The French Dispatch

Studio Babelsberg

Comedy Drama Romance
108 min     7.2     2021     Germany

Overview

The quirky staff of an American magazine based in 1970s France puts out its last issue, with stories featuring an artist sentenced to life imprisonment, student riots, and a kidnapping resolved by a chef.

Reviews

Amos3 wrote:
Yet again a great piece of art!
MSB wrote:
FULL SPOILER-FREE REVIEW @ https://www.msbreviews.com/movie-reviews/the-french-dispatch-spoiler-free-review "The French Dispatch possesses all of Wes Anderson's trademark quirks, but this time, even hardcore fans of his unique style will struggle to not feel overwhelmed. Every filmmaking department shines in such an impressive manner that one could call this movie a "technical masterpiece" packed with fantastic performances across the board. Unfortunately, the cliche criticism "style over substance" fits this picture too well.
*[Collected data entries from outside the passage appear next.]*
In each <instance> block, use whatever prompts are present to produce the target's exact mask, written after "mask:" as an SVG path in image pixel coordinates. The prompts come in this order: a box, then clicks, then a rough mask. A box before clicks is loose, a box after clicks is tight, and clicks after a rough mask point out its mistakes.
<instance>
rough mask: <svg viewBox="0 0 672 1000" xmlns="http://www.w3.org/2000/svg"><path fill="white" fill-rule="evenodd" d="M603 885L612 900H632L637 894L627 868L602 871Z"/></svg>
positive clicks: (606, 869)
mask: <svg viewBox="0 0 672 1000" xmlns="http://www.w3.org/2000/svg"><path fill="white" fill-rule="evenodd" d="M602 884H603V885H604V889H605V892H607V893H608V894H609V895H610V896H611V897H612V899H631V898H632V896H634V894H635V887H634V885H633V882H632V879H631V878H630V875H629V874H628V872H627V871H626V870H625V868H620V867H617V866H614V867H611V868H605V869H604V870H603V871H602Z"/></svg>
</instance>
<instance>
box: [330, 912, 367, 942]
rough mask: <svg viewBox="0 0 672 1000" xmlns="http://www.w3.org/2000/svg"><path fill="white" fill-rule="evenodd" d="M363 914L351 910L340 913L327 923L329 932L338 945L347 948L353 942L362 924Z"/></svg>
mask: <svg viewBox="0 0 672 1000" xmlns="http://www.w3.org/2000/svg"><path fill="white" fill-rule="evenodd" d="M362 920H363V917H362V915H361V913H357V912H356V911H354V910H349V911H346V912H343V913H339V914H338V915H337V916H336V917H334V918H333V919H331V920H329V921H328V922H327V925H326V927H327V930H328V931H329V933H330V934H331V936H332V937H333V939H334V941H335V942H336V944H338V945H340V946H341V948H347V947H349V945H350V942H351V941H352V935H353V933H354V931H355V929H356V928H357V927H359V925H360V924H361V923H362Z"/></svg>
The infinite amount of Anderson-ish quirks transforms the already uninteresting narrative with emotionally hollow characters into an extremely challenging, hard-to-follow story. In four simple words: it's just too much..." Rating: C+
r96sk wrote:
Impeccably well made, supremely enjoyable. This is only the second Wes Anderson film that I've seen (fwiw, first was 'Moonrise Kingdom' which I didn't like all that much *hides*) and now I can better understand the hype that man gets. 'The French Dispatch' is quality, plain and simple. The ensemble cast are a delight, with many a familiar face spread across each segment and each one of them bringing entertaining performances. Frances McDormand would be my standout performer, closely followed by Benicio del Toro. Though, to be honest, all them are terrific - from Owen Wilson to Adrien Brody to Léa Seydoux to Timothée Chalamet to Jeffrey Wright. Christoph Waltz, Willem Dafoe and Bill Murray star too. Unreal casting, that! Anthology flicks can be hit-and-miss for me personally, though to be fair my predominant previous exposure to them has been via those cheaply made Disney animated sequels from yesteryear so time will tell if that feeling holds. I'm pleased to say here, though, that I thoroughly enjoyed watching one develop. It helps that this release knits the segments together seamlessly, with stunning cinematography, editing et al. Loved the animated part, too.
CinemaSerf wrote:
I suppose like any newspaper or magazine upon which this compendium effort is based, there are some "articles" more interesting than others - and that's what this offers. Three elongated features form the centrepieces of this somewhat surreal comedy. As you might expect from Wes Anderson, these stories are eclectic, and delivered well by a cast that were well up for their tasks. My favourite of the three features Frances McDormand and Timothée Chalamet offering us some sort of Hemmingway-esque parody of revolution fought over a chess board - with quite humorous results. Humour is a strong feature of this film. I would say comedy, not so much. One has to pay attention to what is going on to get the best from the acting, the script and, as importantly, the imagery which effortlessly mixes monochrome and colour, and which is also bright, vivacious, and frequently just as informative as the dialogue. It does run out of steam at times, the themes could have been a little more compact, and the two side-stories - especially the travel report with Owen Wilson at the top of the film didn't work so well for me. I'm not an huge fan of eccentricity - it is all-too-often just hit or miss, but here we have more hits than not, and with a healthy swipe at journalistic values along the way, a bit of romance and some daft antics from a rogue Benicio del Toro, this is certainly worth watching.